Mutations in CCIN cause teratozoospermia and male infertility

In mammalian spermatogenesis, drastic shape changes occur during the maturation of spermatids into spermatozoa. The morphology of mature sperm is one of the important indicators to evaluate male fertility, and clinical evidence reveals that sperm with abnormal morphology (teratozoospermia) have reduced fertilization capacity. Although previous studies have identified many teratozoospermia-associated genes, the etiology remains unknown for a majority of affected men.

In a study published in Science Bulletin, Yong Fan et al. identify a novel homozygous mutation and a compound heterozygous mutation of CCIN in two families suffering from male infertility. Ultrastructural analyses of the patient spermatozoa suggest that CCIN defect-associated sperm malformation resembles the type II globozoospermia, with morphological abnormality of nuclei and acrosomes as well as excess residual cytoplasm in sperm. The patient phenotypes are successfully recapitulated in mouse models with the disease-associated variants, confirming the essential role of CCIN in male fertility.
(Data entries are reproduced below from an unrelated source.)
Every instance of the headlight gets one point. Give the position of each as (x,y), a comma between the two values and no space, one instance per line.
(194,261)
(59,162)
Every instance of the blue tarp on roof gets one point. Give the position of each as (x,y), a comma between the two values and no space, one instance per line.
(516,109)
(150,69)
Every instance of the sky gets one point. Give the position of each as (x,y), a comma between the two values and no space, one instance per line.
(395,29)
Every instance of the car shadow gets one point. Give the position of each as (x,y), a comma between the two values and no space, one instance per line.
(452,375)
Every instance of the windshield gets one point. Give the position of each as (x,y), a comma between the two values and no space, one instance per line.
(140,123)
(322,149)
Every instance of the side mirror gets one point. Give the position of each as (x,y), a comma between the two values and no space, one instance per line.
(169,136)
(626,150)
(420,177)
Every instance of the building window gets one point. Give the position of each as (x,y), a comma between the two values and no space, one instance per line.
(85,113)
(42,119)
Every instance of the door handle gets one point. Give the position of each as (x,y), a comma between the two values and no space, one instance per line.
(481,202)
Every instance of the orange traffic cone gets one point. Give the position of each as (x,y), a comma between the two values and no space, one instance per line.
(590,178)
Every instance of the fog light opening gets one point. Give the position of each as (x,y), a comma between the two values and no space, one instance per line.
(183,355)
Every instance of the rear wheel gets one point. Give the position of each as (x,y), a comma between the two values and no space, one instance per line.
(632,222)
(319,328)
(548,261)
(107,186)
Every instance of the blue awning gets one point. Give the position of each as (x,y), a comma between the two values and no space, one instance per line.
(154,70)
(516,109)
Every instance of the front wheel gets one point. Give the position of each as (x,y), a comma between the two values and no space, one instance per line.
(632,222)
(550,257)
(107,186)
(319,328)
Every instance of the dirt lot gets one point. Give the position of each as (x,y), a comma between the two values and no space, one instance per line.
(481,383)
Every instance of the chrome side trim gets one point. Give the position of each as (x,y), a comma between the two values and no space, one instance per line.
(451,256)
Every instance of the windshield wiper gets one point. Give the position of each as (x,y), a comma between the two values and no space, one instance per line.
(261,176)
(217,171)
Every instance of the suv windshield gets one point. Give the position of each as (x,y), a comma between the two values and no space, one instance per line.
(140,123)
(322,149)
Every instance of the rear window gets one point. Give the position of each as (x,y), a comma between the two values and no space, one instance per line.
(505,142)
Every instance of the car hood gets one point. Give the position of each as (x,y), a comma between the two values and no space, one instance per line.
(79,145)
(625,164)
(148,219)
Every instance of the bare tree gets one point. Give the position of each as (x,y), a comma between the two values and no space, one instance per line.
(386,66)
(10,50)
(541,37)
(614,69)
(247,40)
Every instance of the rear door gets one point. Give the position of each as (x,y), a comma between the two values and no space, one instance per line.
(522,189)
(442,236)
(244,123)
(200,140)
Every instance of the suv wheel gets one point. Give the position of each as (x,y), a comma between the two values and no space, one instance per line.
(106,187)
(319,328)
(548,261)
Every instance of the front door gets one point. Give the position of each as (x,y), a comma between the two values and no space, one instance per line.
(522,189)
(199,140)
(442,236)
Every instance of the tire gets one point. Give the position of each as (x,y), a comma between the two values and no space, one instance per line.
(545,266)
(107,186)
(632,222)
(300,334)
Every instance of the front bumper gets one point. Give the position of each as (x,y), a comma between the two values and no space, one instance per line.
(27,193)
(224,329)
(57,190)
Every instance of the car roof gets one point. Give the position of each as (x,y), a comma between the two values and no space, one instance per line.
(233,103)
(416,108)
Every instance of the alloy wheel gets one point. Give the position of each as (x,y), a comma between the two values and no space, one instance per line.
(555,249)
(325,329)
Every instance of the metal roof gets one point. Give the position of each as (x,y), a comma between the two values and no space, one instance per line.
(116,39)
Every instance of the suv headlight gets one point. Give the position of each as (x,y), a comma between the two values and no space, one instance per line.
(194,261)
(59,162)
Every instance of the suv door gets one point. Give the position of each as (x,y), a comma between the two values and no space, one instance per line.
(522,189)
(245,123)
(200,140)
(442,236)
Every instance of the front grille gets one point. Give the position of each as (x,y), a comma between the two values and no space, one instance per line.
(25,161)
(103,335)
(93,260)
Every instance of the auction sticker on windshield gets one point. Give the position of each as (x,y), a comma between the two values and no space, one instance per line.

Both in vitro and in vivo studies indicate that CCIN mutations impair the stability of the Calicin protein, resulting in markedly reduced levels of Calicin in the mutant spermatids. The lack of Calicin interferes with sperm nuclear shaping and acrosome biogenesis, and ultimately causes sperm head malformation during spermiogenesis.

By further exploring the underlying mechanism of CCIN mutation-derived male infertility, the team found that all mutant spermatozoa from human patients and mice fail to adhere to the zona mass of eggs. The use of intra-cytoplasmic sperm injections (ICSI) successfully overcomes the fertilization defect caused by CCIN mutations and makes mutated mice and two couples with CCIN variants have healthy offspring.